The tenants answered his questions, but they did so with a sullenness that surprised Randolph. Yes, it had been a mess the day before. Yes, it had been rebuilt, obviously, during the night, while they were gone. Yes, just the one night.
"They should be saying thank you," Randolph noted to Oswald. "They're acting as though I were a suspicious character."
"It's our escort," Oswald explained suavely. "These people don't think of cops as their friends. Besides, this is pretty new to them."
Randolph chewed his lip, and decided that Oswald was probably right. But the attitude was general, and it irritated him. He left after the briefest go-through.

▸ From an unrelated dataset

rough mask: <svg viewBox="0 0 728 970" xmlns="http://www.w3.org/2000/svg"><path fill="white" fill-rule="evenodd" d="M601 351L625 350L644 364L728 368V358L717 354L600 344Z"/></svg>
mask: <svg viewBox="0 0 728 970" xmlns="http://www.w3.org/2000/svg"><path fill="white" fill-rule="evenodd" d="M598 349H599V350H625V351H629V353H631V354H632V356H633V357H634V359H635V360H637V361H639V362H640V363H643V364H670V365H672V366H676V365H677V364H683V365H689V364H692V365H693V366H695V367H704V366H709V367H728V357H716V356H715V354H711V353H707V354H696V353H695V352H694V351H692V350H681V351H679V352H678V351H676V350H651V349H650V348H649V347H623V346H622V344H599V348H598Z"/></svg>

That night Bill Howard was conservative in recounting the big news-story of the "slum clearance." He wasn't giving it the real Howard try, Randolph thought, sitting in front of his TV. There was a quote in the story he told, too, from the father of the Jones family that had been on the program the night before. "I reckon it's pretty wonderful, Mr. Howard," Jones had told him. "But I don't rightly know that I like it. Must admit I'm scared of this stuff," he had said, and he waved his hand at the newness.

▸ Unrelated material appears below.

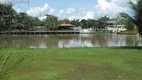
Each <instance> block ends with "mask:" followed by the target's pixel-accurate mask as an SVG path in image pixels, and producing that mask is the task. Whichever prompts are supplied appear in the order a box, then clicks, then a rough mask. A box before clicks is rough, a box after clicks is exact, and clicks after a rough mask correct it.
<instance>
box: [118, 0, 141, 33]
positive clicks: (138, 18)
mask: <svg viewBox="0 0 142 80" xmlns="http://www.w3.org/2000/svg"><path fill="white" fill-rule="evenodd" d="M129 4H130V6H131V9H132V11H133V15H134V16H130V15H129V14H127V13H124V12H123V13H121V15H122V16H123V17H128V18H129V20H130V21H131V22H133V23H134V24H135V25H136V26H137V29H138V32H139V34H140V35H142V0H137V3H133V2H132V1H130V2H129Z"/></svg>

It was just a single sour note in the story, but it stuck out. The rest was a description, without any mention of the "miracle" part.
At the break, the witches played the credit line to the hilt, though.
"Witches of the world unite to make it clean, clean, clean, Witch clean—NOW!" they chanted their cry, and reenacted the scene of the night before, while the announcer's voice rode over the muted jingle to explain that Witch products had been used to make the slum clean, clean, Witch clean, even though it took carpenters and builders and contractors to remodel a slum building itself. That's better, thought Randolph, watching. No more of this "miracle" nonsense.
It was barely 10:00 a.m. next morning when Randolph's phone rang.